一名記者用一記標準的平地摔,恰好把現場的攝影機全部掀翻。
旁邊的同行情急之下端著水杯衝過去救人,水全澆在機器上,一滴沒浪費。
隨後,地上的水漬又先後放倒了三名趕來的記者,他們跌倒的落點全在攝影機上,直到那些機器徹底變形,這場意外才算收場。

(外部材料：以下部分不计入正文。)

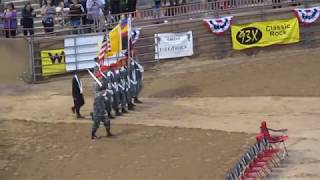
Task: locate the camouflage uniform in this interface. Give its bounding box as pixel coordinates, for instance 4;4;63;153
130;60;144;103
103;73;113;118
120;67;133;110
107;70;121;116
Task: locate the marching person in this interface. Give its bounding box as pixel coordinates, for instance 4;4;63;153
91;89;113;139
120;61;134;110
111;64;126;116
103;70;114;119
71;73;84;119
130;59;144;104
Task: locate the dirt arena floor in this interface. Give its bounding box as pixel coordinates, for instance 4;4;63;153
0;49;320;180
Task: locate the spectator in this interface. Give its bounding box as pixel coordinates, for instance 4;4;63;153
128;0;137;12
86;0;105;31
0;4;4;37
80;0;90;33
41;0;56;33
110;0;120;14
69;0;85;34
154;0;161;20
20;3;36;36
56;1;68;27
4;3;17;38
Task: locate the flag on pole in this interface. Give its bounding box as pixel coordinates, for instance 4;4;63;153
108;25;122;57
98;33;111;66
131;28;141;44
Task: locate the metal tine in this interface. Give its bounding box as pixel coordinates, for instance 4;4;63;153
260;138;281;167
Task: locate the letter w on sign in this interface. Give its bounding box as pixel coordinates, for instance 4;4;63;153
48;51;64;64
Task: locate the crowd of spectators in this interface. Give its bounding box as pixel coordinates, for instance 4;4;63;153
0;0;119;38
0;0;298;37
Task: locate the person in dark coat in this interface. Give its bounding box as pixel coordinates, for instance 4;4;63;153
91;89;113;139
20;2;36;36
71;74;84;119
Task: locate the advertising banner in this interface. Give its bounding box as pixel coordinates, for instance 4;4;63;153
155;31;193;59
231;18;300;50
41;49;66;76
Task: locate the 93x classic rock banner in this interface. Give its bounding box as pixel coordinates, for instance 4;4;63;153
231;18;300;50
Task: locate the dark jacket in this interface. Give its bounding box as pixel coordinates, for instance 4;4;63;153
72;77;84;107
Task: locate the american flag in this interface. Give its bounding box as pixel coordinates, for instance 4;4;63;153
99;33;111;66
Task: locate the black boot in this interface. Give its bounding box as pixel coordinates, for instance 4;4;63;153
108;112;114;119
122;108;128;113
134;97;142;104
77;114;84;119
71;107;76;114
91;131;98;139
116;109;122;116
128;103;134;111
106;128;113;137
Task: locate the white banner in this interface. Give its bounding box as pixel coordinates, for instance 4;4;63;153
154;31;193;59
64;34;121;71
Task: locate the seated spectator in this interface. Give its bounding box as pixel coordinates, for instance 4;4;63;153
154;0;161;19
86;0;105;31
69;0;85;34
20;3;36;36
4;3;17;38
41;0;56;33
0;4;4;37
56;1;68;26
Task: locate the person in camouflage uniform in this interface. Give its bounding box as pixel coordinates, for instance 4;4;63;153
130;59;144;104
91;90;113;139
107;64;122;116
120;61;134;110
116;64;130;111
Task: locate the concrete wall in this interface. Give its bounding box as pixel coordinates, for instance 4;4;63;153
0;39;30;83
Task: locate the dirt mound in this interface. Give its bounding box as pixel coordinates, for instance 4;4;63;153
143;49;320;97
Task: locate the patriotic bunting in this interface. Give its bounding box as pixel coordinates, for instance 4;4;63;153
294;7;320;24
203;16;233;35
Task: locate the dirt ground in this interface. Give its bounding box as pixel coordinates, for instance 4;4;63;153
0;49;320;179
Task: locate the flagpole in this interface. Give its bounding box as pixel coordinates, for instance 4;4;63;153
127;14;131;65
117;15;124;63
103;27;111;66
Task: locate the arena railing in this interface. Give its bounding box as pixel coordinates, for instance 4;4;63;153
0;0;312;37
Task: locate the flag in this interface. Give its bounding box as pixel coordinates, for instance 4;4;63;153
131;28;141;44
108;24;122;57
120;19;129;50
98;33;111;66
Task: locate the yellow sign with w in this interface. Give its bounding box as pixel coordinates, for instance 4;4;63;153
41;49;66;76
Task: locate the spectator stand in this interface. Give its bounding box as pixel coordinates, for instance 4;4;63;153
0;0;318;37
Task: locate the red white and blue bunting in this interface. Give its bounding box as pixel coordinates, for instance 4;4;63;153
203;16;233;35
294;7;320;24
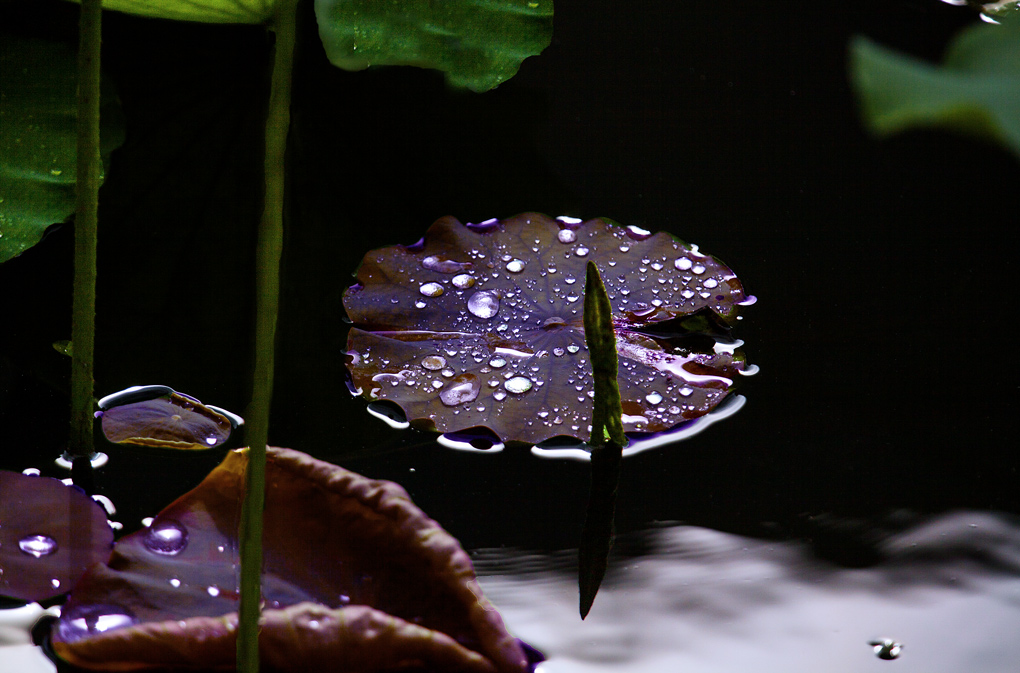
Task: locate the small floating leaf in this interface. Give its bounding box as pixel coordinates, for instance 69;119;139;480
53;448;525;673
344;213;753;444
850;12;1020;156
0;471;113;601
96;385;241;450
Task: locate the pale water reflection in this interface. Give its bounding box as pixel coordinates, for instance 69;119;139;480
0;512;1020;673
475;512;1020;673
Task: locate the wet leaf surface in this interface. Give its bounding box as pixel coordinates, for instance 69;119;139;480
0;471;113;601
53;448;526;673
344;213;754;444
96;385;241;450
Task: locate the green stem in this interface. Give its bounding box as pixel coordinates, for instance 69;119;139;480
68;0;103;457
238;0;297;673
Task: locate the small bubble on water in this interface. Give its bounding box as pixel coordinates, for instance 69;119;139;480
17;535;57;559
453;273;474;290
421;355;446;371
467;291;500;319
503;376;531;395
868;638;903;661
143;519;188;555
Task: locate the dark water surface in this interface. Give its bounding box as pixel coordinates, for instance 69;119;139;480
0;0;1020;673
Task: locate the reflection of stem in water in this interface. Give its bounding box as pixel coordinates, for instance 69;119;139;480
577;261;627;619
238;5;297;673
68;0;102;456
577;442;623;619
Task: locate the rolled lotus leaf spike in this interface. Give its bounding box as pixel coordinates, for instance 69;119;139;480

余好旁邊那台正播放著監控的靈幕儀,連同晶片在內,被護衛隊沒收。
一切無序且混亂,可這混亂本身就是這個世界的隱藏規則。
余好被這無恥搞得有點自愧不如了。
「少統,天印國就是這麼教你的?直接搶?」
天蘊撕下偽裝後,渾身輕鬆。
他退開好幾步,把距離拉到足夠遠,遠到不用再聞到底層人特有的氣味。
在他看來,這人本就不配進入他的視野。
「余好選手,權力和力量才是世界的真理。你一個絕靈體,能站在這裡,已經是這個世界對你最大的寬容了,你還想要什麼?要公正?要說法?你?配嗎?」
余好點點頭:「面具掉了,說話都利索了啊。」
天蘊笑了一聲,才道:「我對公眾保持溫和,不過是配合他們的幻想,你才是那個不該出現的人,是你讓他們的幻想碎了。」
余好翻了個白眼。
這二貨的思維有點霸道啊,自己戲崩了怪觀眾長了眼睛唄?
「哦?那你打算怎麼處置我呢?我會死嗎?」
「你都不該來惹我。」天蘊冷眼看她,「殺你又如何?我是未來的統帥,即使你背後有人,可能超越我嗎?」
「害!喊打喊殺做什麼啊!」
余好又從兜里掏出一顆晶片,「我忘記說了,飛行器上的攝像頭我裝了八個。」
她邊說邊笑嘻嘻地上前幾步:「不如少統開個價?」
天蘊眼中全是輕蔑之色。
「你是什麼東西,配和我談條件?」
「那就是談不攏嘍?」
「你配……」
啪——!
天蘊的後半句話還沒出口,就被余好一個嘴巴子抽回了嗓子眼。
這響亮的耳光聲,在寂靜的廣場上來了幾個回音。
正在疏散的群眾聽到這動靜,條件反射回頭,當少統腫著半張臉的畫面出現時,眼珠子快掉地上。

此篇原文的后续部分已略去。